PyTorch Transformer model Mobilebert-uncased for Natural Language Classification and Question Answering
This document describes evaluation of optimized checkpoints for transformer models Mobilebert-uncased for NL Classification and Question Answering tasks.
Please install and setup AIMET (Torch GPU variant) before proceeding further.
NOTE
- All AIMET releases are available here: https://github.com/quic/aimet/releases
- This model has been tested using AIMET version 1.27.0 (i.e. set
release_tag="1.27.0"
in the above instructions). - This model is compatible with the PyTorch GPU variant of AIMET (i.e. set
AIMET_VARIANT="torch_gpu"
in the above instructions).
pip install datasets==2.4.0
pip install transformers==4.11.3
export PYTHONPATH=$PYTHONPATH:<path to parent of aimet_model_zoo_path>
- Original full precision checkpoints without downstream training were downloaded through hugging face
- [Full precision model with downstream training weight files] are automatically downloaded using evaluation script
- [Quantization optimized model weight files] are automatically downloaded using evaluation script
- For NLP tasks, we use the General Language Understanding Evaluation (GLUE) benchmark dataset for evaluation.
- For Question Answering tasks, we use the Stanford Question Answering Dataset (SQuAD) benchmark dataset for evaluation.
- Dataset downloading is handled by evaluation script
python mobilebert_quanteval.py \
--model_config <MODEL_CONFIGURATION> \
--per_device_eval_batch_size 4 \
--output_dir <OUT_DIR> \
-
example
python mobilebert_quanteval.py --model_config mobilebert_w8a8_rte --per_device_eval_batch_size 4 --output_dir ./evaluation_result
-
supported values of model_config are "mobilebert_w8a8_rte","mobilebert_w8a8_stsb","mobilebert_w8a8_mrpc","mobilebert_w8a8_cola","mobilebert_w8a8_sst2","mobilebert_w8a8_qnli","mobilebert_w8a8_qqp","mobilebert_w8a8_mnli", "mobilebert_w8a8_squad", "mobilebert_w4a8_rte","mobilebert_w4a8_stsb","mobilebert_w4a8_mrpc","mobilebert_w4a8_cola","mobilebert_w4a8_sst2","mobilebert_w4a8_qnli","mobilebert_w4a8_qqp","mobilebert_w4a8_mnli", "mobilebert_w4a8_squad"

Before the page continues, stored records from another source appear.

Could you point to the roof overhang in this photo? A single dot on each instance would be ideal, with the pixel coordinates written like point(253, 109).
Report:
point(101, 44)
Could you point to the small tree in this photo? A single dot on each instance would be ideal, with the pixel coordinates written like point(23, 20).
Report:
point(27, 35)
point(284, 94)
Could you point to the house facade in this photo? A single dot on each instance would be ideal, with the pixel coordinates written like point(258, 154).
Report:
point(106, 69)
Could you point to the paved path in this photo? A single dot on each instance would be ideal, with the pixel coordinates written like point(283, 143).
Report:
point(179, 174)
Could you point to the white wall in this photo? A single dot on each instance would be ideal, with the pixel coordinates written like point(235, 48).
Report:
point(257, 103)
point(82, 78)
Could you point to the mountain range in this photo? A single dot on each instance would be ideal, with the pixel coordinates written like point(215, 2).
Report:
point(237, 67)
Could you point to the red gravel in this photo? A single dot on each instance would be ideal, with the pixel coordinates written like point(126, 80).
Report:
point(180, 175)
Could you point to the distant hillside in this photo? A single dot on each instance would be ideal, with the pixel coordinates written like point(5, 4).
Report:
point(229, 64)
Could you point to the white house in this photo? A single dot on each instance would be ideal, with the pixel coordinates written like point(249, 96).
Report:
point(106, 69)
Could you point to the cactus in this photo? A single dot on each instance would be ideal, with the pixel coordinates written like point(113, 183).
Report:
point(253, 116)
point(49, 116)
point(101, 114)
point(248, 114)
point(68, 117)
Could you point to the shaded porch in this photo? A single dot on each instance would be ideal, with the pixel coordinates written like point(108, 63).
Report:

The following configuration has been used for the above models for IN4/INT8 quantization:
- Weight quantization: 4/8 bits, symmetric quantization
- Bias parameters are not quantized
- Activation quantization: 8 bits, asymmetric quantization
- Model inputs are quantized
- Different quantization scheme for different weight bithwidth and downstreaming tasks
- Mask values of -6 was applied in attention layers
- Quantization aware training (QAT) was used to obtain optimized quantized weights, detailed hyperparameters listed in Yelysei Bondarenko, Markus Nagel, Tijmen Blankevoort, "Understanding and Overcoming the Challenges of Efficient Transformer Quantization", EMNLP 2021.

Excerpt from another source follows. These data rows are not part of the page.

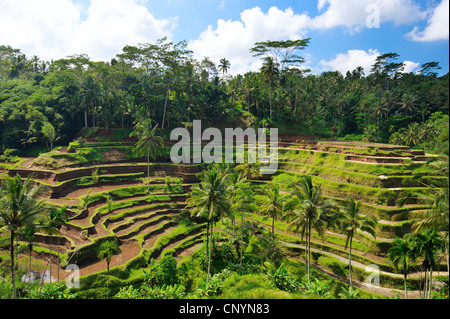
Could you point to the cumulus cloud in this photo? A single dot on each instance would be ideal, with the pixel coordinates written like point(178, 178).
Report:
point(54, 28)
point(355, 14)
point(410, 66)
point(349, 61)
point(437, 27)
point(233, 39)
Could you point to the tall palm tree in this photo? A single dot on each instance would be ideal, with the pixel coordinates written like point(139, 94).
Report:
point(306, 209)
point(269, 70)
point(19, 207)
point(148, 144)
point(427, 244)
point(51, 225)
point(352, 221)
point(210, 200)
point(106, 250)
point(401, 254)
point(90, 96)
point(436, 216)
point(224, 66)
point(273, 204)
point(28, 233)
point(242, 202)
point(408, 103)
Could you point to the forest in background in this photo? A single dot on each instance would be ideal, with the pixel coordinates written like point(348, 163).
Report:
point(43, 101)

QAT Configuration | CoLA | SST-2 | MRPC | STS-B | QQP | MNLI | QNLI | RTE |
W8A8 | per-tensor, tf | per-channel, tf | per-channel, tf | per-channel, tf | per-channel, tf | per-tensor, tf_enhanced | per-tensor, tf_enhanced | per-channel, tf |
W4A8 | per-tensor, tf_enhanced | per-channel, tf_enhanced | per-channel, tf_enhanced | per-channel, tf_enhanced | per-tensor, tf_enhanced | per-tensor, tf_enhanced | per-tensor, tf_enhanced | per-channel, tf_enhanced |
QAT Configuration | |
W8A8 | per-channel, tf |
W4A8 | per-channel, range_learning_with_tf_enhanced_init |
Below are the results of the Pytorch transformer model MobileBert for GLUE dataset:
CoLA (corr) | SST-2 (acc) | MRPC (f1) | STS-B (corr) | QQP (acc) | MNLI (acc) | QNLI (acc) | RTE (acc) | GLUE | |
FP32 | 51.48 | 91.60 | 85.86 | 88.22 | 90.66 | 83.54 | 91.18 | 68.60 | 81.27 |
W8A8 | 52.51 | 91.63 | 90.81 | 88.19 | 90.80 | 83.46 | 91.12 | 68.95 | 82.18 |
W4A8 | 50.34 | 91.28 | 87.61 | 87.30 | 90.48 | 82.90 | 89.42 | 68.23 | 80.95 |
EM | F1 | |
FP32 | 82.75 | 90.11 |
W8A8 | 81.96 | 89.41 |
W4A8 | 81.88 | 89.33 |